(no title)
zaro | 5 years ago
The unless example is a good one. So while you can trivially implement 'unless' in lisp, most probably in a large code base, you'll en up with 'unless', 'if-not' and depending on how creative others are probably also 'negat-if'.
Jtsummers|5 years ago
Reelin|5 years ago
Certainly the design of a language should facilitate and even actively encourage writing good code. Attempting to solve systemic organizational or educational issues with it is probably counterproductive though.
andreareina|5 years ago
The benefit is being able to extend the language. Context managers in Lisp are just macros. Clojure's spec and async are macros.
For sure, the joke about blowing your whole leg off (as opposed to just your foot) applies, but it's the same for concurrency, distributed systems, cryptography, etc.

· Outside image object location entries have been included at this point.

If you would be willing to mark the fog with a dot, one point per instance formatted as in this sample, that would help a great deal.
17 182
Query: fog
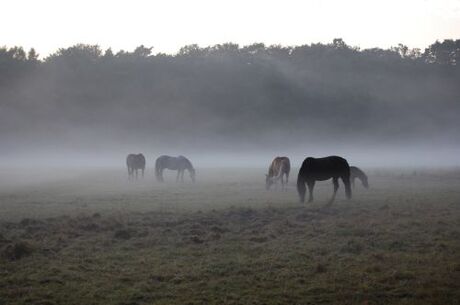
231 106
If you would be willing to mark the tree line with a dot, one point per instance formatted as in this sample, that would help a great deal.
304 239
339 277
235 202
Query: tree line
229 92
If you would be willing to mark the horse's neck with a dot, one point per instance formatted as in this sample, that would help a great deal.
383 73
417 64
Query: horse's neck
360 174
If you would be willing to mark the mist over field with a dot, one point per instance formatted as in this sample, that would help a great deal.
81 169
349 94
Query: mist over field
79 227
229 104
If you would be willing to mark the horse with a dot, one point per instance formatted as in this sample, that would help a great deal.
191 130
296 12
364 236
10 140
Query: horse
280 167
320 169
356 172
179 163
134 163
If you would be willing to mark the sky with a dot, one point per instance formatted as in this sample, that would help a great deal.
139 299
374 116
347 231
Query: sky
167 25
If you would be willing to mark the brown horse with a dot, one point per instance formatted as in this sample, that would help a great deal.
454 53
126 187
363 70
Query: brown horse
280 167
179 163
320 169
134 163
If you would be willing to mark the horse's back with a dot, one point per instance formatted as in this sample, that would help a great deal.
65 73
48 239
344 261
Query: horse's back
326 167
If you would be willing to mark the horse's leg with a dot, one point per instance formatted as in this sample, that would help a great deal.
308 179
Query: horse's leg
346 182
335 181
311 185
301 189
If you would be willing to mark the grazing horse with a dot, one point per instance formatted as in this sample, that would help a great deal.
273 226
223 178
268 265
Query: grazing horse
320 169
180 164
356 172
280 167
134 163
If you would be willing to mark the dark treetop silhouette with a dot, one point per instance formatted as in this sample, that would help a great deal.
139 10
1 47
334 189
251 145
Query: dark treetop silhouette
320 169
356 172
179 163
280 167
134 163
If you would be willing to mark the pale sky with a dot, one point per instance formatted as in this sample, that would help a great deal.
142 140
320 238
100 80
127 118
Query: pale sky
170 24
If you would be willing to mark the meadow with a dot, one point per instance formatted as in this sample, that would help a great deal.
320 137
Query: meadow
90 236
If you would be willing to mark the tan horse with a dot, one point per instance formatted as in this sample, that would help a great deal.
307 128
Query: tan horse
280 167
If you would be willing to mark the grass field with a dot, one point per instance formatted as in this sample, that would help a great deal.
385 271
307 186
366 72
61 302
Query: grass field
85 236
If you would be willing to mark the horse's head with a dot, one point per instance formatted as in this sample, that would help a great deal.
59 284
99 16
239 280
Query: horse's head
268 181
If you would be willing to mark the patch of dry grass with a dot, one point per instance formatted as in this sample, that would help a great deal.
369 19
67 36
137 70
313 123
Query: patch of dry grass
230 242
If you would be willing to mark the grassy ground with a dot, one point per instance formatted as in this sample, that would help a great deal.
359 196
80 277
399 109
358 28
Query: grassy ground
91 237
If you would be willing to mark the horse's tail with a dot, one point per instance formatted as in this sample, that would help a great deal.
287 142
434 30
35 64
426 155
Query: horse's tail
301 188
158 170
347 183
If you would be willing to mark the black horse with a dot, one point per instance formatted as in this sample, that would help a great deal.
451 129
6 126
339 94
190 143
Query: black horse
175 163
320 169
134 163
356 172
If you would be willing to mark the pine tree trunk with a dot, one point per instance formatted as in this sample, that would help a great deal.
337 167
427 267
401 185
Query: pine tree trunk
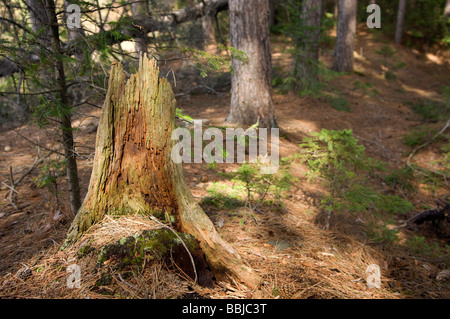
209 32
139 10
447 9
133 170
44 20
345 40
306 70
251 83
400 21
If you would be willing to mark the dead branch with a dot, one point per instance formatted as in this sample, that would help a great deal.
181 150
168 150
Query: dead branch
434 215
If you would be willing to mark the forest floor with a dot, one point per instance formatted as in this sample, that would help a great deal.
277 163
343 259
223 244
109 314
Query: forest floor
289 247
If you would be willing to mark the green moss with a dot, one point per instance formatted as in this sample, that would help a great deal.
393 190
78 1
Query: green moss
151 243
104 280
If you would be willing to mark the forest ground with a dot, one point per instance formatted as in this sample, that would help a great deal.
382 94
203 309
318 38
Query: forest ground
290 248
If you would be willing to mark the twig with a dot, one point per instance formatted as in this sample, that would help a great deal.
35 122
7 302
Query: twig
36 144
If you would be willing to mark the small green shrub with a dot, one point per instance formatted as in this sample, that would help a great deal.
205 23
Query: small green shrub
338 159
401 178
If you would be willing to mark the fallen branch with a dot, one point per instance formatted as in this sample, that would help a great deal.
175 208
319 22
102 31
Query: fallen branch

The answer isn't to ban it, it's to exercise more care in the construction of these abstractions so that mere mortals can use them safely.
Fishysoup|5 years ago
This makes macro wizardry easier to spot, but restricts how "plastic" the language is somewhat.
https://docs.julialang.org/en/v1/manual/metaprogramming/
lawl|5 years ago
imo this is not only a problem in a singular large code base, but also libraries.
I know not everyone likes Go, but I've noticed that i find it super easy to dig into some open source dependency and navigate it, because in some ways Go is the exact opposite of lisp. In terms of the language not allowing a lot of flexibility at least.
I never found navigating foreign java code bases that easy because this project uses spring for dependency injection, that one does some other class loader magic etc, streams, no streams etc. pp.
That said, I do think LISP is cool, but I think it ends up being a right tool for the job kind of thing. I could imagine LISP being nice for things like game engine scripting etc.
Viliam1234|5 years ago
In Clojure, "if-not" is part of clojure.core (the equivalent of java.lang in Java), so a decent programmer would almost certainly be familiar with it; and if not, it would be pointed out at a code review.
People use Lisp for a while, so the obvious simple ideas were probably already noticed and implemented.
With less frequent things, implementing the same thing twice under two different names is a problem that happens regardless of the language.